Kabar24.com, JAKARTA — LBH Masyarakat mengkritik keterlibatan Badan Narkotika Nasional (BNN) dalam pengungkapan kasus paracetamol caffeine carisoprodol atau PCC.
Seperti diketahui, BNN melakukan penindakan dugaan penyalahgunaan PCC di Semarang pada Minggu (3/12/2017).
Yohan Misero, analis Kebijakan Narkotika LBH Masyarakat mengatakan BNN semestinya tidak terlibat dalam, apalagi memimpin, operasi tersebut mengingat badan itu hanya berwenang untuk mengurusi narkotika dan dan secara hukum karena PCC bukanlah narkotika.
“Pasal 70 huruf b UU No.35/2009 tentang Narkotika menyebutkan bahwa tugas BNN adalah memberantas peredaran gelap Narkotika dan Prekursor Narkotika. Di sisi lain, Pasal 1 angka 1 UU Narkotika menyebutkan bahwa “narkotika adalah zat atau obat yang berasal dari tanaman atau bukan tanaman, baik sintetis maupun semisintetis…yang dibedakan ke dalam golongan-golongan sebagaimana terlampir dalam aturan ini,” ujarnya, Senin (4/12/2017).
Dia mengatakan, merujuk pada sejumlah peraturan di atas, semestinya BNN hanya mengerjakan kasus yang zatnya memang sudah disebut dalam lampiran UU Narkotika. Lampiran UU Narkotika yang terakhir, yakni Peraturan Menteri Kesehatan Nomor 41 Tahun 2017, tidak mencantumkan PCC di dalam zat yang dilarang.
LBH Masyarakat, lanjutnya, memandang bahwa elemen penegak hukum yang lebih tepat, secara hukum, untuk mengurusi persoalan PCC ini adalah Kepolisian Republik Indonesia (Polri).
Kasus ini lebih tepat dikenakan dengan Pasal 196 dan/atau Pasal 197 UU Nomor 36 Tahun 2009 tentang Kesehatan yang melarang produksi dan peredaran sediaan farmasi yang tidak memenuhi standar kualitas dan tanpa izin edar.
Polri berwenang untuk menyelesaikan perkara di UU Kesehatan sedangkan BNN tidak memiliki kewenangan tersebut. Wewenang BNN terbatas pada UU Narkotika saja.

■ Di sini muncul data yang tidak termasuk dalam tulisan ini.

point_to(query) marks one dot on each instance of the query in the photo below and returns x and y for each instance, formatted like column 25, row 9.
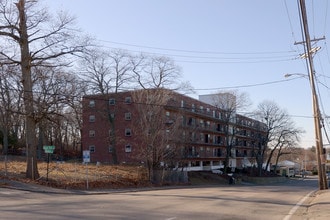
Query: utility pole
column 320, row 154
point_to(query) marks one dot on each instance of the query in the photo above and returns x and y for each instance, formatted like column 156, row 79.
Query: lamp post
column 320, row 156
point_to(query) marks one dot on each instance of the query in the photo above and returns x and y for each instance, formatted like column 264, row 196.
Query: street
column 214, row 202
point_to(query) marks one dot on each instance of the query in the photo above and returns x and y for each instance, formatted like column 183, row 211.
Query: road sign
column 86, row 156
column 49, row 149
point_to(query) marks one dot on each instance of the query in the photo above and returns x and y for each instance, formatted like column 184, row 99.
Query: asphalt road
column 214, row 202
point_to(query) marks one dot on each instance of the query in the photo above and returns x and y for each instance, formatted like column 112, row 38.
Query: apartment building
column 201, row 134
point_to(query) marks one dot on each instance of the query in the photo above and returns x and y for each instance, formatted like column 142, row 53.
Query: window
column 110, row 149
column 128, row 132
column 92, row 118
column 128, row 148
column 111, row 133
column 91, row 103
column 128, row 100
column 112, row 101
column 92, row 148
column 91, row 133
column 128, row 116
column 201, row 108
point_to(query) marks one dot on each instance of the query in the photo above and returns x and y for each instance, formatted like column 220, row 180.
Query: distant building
column 111, row 133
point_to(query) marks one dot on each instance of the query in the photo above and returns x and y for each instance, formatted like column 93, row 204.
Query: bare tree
column 33, row 38
column 10, row 99
column 156, row 128
column 280, row 131
column 157, row 72
column 229, row 103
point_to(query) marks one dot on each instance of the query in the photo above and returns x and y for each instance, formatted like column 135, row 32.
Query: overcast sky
column 221, row 44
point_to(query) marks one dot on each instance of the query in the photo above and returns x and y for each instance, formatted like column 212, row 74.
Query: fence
column 75, row 174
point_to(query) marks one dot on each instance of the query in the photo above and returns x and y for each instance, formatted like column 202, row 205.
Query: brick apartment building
column 110, row 132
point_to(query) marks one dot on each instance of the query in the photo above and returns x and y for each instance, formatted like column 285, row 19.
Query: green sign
column 49, row 149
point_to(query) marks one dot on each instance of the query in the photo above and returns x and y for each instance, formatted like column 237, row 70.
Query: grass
column 74, row 175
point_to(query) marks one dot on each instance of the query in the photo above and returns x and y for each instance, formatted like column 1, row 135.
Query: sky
column 240, row 45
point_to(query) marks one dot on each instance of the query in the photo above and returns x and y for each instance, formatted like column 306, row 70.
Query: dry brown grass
column 74, row 175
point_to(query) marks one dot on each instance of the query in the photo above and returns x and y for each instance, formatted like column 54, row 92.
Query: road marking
column 295, row 208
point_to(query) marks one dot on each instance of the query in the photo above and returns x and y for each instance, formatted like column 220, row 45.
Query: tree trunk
column 31, row 145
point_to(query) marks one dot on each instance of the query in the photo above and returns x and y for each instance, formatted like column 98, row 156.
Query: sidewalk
column 317, row 209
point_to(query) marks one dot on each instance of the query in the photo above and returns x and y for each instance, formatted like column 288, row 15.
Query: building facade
column 119, row 128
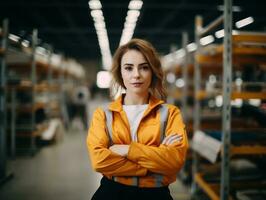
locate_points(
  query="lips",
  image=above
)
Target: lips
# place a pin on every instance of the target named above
(138, 84)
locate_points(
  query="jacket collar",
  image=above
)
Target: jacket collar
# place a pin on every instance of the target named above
(117, 105)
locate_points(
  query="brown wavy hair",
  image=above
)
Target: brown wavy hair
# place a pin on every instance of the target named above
(157, 88)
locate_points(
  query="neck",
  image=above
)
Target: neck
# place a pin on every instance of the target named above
(135, 99)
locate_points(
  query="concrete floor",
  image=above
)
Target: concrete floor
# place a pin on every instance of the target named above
(60, 171)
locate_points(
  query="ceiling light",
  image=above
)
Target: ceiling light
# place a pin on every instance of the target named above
(191, 47)
(135, 5)
(234, 8)
(95, 4)
(170, 77)
(180, 83)
(244, 22)
(97, 14)
(133, 13)
(13, 37)
(206, 40)
(103, 79)
(25, 43)
(219, 34)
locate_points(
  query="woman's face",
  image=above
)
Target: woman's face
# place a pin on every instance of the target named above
(136, 72)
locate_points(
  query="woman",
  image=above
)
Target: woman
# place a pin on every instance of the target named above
(137, 160)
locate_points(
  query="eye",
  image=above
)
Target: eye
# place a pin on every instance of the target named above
(128, 68)
(145, 67)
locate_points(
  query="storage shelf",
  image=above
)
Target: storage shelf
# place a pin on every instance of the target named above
(212, 190)
(248, 150)
(238, 61)
(243, 50)
(235, 95)
(43, 87)
(39, 130)
(251, 37)
(30, 108)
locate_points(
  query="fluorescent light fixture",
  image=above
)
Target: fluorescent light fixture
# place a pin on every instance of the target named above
(13, 37)
(103, 79)
(212, 79)
(238, 81)
(219, 34)
(135, 5)
(191, 47)
(170, 77)
(180, 83)
(234, 8)
(237, 103)
(97, 14)
(244, 22)
(219, 101)
(206, 40)
(100, 27)
(25, 43)
(133, 13)
(41, 50)
(95, 4)
(130, 21)
(179, 53)
(254, 102)
(56, 59)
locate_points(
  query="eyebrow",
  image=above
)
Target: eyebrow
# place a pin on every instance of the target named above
(139, 64)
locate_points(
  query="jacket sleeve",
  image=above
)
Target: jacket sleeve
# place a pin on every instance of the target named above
(164, 159)
(104, 160)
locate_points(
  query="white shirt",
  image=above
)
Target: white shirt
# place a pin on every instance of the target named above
(134, 114)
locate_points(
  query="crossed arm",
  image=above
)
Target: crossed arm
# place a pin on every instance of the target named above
(135, 159)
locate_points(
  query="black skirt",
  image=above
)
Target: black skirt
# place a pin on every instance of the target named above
(111, 190)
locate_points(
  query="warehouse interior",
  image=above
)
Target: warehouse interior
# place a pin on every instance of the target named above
(55, 57)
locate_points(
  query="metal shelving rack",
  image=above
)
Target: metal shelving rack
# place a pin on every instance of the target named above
(4, 176)
(226, 113)
(224, 54)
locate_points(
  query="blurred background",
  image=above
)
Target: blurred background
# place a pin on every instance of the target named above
(55, 56)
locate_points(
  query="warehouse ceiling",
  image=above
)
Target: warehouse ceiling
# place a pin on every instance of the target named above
(68, 26)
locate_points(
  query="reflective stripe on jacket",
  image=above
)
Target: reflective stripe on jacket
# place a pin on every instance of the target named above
(148, 163)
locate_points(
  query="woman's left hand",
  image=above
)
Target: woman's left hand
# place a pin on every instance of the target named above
(120, 149)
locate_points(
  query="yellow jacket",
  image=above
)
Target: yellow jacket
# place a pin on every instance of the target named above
(148, 163)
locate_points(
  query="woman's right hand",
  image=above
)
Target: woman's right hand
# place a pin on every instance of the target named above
(172, 138)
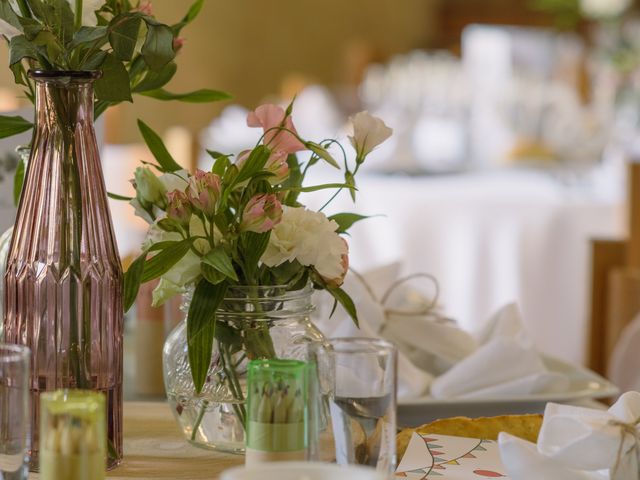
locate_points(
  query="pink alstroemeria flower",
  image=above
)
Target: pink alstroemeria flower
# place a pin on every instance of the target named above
(262, 213)
(270, 117)
(204, 192)
(179, 208)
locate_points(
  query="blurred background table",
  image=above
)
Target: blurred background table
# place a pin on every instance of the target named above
(155, 449)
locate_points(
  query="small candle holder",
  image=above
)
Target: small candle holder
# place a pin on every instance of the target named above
(72, 435)
(277, 411)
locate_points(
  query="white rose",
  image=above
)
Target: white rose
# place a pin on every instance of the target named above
(603, 8)
(172, 283)
(310, 238)
(368, 133)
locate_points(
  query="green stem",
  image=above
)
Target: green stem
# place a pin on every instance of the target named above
(24, 8)
(78, 23)
(196, 426)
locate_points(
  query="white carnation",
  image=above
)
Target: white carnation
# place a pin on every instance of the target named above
(603, 8)
(308, 237)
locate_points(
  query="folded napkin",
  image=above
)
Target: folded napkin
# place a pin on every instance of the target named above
(579, 443)
(497, 360)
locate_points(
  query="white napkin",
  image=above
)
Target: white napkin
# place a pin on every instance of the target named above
(412, 381)
(506, 364)
(579, 443)
(499, 361)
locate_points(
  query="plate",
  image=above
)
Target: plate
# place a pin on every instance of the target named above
(585, 386)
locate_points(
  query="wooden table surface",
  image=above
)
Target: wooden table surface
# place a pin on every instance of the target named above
(154, 448)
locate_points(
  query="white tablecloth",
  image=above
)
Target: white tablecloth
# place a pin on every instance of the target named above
(489, 239)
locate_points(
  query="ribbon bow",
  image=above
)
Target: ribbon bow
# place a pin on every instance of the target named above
(427, 309)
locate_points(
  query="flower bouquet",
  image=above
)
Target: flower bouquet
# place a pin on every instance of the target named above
(63, 284)
(237, 242)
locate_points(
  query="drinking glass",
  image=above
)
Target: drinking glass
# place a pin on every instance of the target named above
(354, 414)
(15, 412)
(73, 435)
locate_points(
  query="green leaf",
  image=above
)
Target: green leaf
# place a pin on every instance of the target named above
(345, 300)
(157, 49)
(18, 180)
(164, 261)
(221, 164)
(351, 184)
(321, 152)
(123, 35)
(154, 80)
(87, 35)
(253, 247)
(212, 275)
(158, 149)
(19, 48)
(8, 15)
(294, 180)
(114, 84)
(169, 225)
(254, 164)
(201, 328)
(30, 27)
(313, 188)
(219, 260)
(115, 196)
(10, 126)
(95, 61)
(346, 220)
(132, 281)
(198, 96)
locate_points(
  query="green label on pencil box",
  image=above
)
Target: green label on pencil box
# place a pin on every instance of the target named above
(276, 437)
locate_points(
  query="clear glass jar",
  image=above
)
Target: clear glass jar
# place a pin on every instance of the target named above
(252, 322)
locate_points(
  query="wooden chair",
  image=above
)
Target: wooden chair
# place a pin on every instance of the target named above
(615, 282)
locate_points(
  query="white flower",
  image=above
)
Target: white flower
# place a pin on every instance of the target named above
(183, 273)
(603, 8)
(178, 180)
(368, 133)
(89, 8)
(310, 238)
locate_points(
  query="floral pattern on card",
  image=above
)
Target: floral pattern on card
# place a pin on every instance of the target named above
(450, 458)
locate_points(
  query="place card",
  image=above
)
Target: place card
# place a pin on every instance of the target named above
(443, 457)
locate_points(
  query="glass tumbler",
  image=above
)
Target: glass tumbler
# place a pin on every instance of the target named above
(354, 415)
(73, 435)
(15, 412)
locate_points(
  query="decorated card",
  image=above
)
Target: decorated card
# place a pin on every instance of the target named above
(450, 458)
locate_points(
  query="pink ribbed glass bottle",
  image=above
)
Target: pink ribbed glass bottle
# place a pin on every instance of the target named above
(63, 281)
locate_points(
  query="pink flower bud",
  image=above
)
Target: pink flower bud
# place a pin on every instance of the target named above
(261, 214)
(277, 164)
(179, 208)
(270, 118)
(204, 192)
(178, 43)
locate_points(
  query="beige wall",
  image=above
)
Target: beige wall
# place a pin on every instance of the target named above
(247, 47)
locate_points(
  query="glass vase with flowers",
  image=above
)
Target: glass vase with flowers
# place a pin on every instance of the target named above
(246, 254)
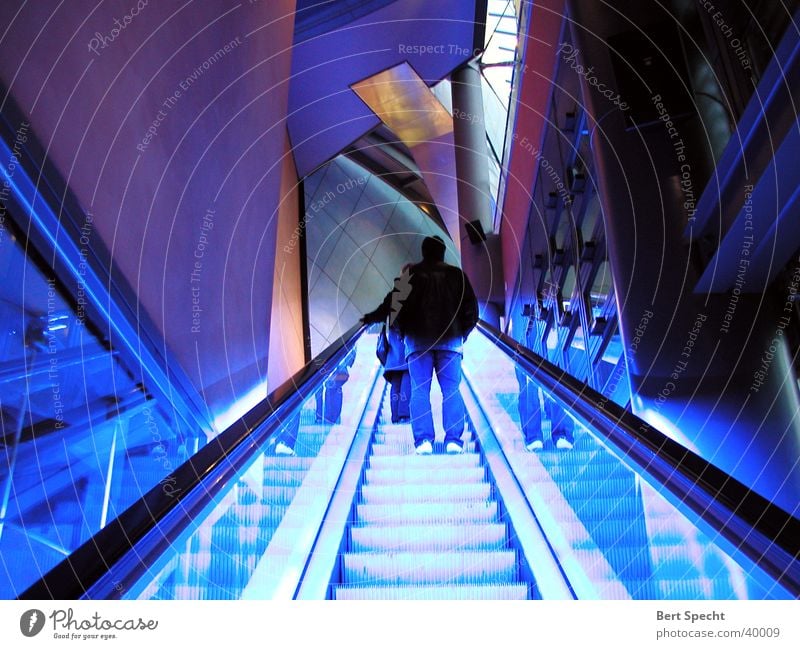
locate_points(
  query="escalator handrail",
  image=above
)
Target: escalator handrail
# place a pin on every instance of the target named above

BNN, lanjutnya, hanya berwenang untuk menangani hal ini apabila ada kandungan zat-zat narkotika atau prekursor yang sudah terdaftar dalam Permenkes 41/2017 di dalam sampel pil-pil yang menuntun BNN ke pengungkapan ini atau di dalam pil-pil yang di dapatkan dalam upaya penggebrekan ini.
Apabila situasinya memang demikian, LBH Masyarakat mengimbau pada BNN maupun rekan-rekan media untuk tidak memakai terminologi pil PCC dalam reportase kasus ini.
“Bagaimanapun juga, PCC merujuk pada satu obat tertentu yang, meski tak lagi beredar di Indonesia, digunakan untuk pemulihan beberapa jenis penyakit. Sungguh tidak bijak apabila obat yang memiliki potensi manfaat medis justru distigma sebagai hal yang meracuni masyarakat dan kemudian didramatisir secara berlebihan. Beberapa liputan, ahli, dan pemeriksaan juga telah menyebut bahwa pil-pil yang ditemukan di Kendari pada insiden beberapa waktu lalu juga tidak murni PCC atau bahkan bukan PCC sama sekali,” katanya.
LBH Masyarakat, katanya, mendukung penuh upaya penghentian peredaran obat-obatan ilegal. Namun dalam melakukan upaya pemberantasan, penegak hukum tetap perlu mempertimbangkan aspek hak asasi manusia dan ketentuan hukum.
“Jangan sampai kasus dan temuan sepenting ini kemudian tidak dapat diproses lebih jauh karena persoalan pelanggaran hukum acara. Tentu kita tidak mau persoalan pajak kita diurus oleh Satpol PP. Kita juga tidak mau persoalan imigrasi kita diurus oleh militer atau KPK, bukan? Konstitusi Indonesia jelas menyebut bahwa Indonesia adalah negara hukum. Kita harus hormati hal itu untuk semua urusan, termasuk narkotika dan obat ilegal,” pungkasnya.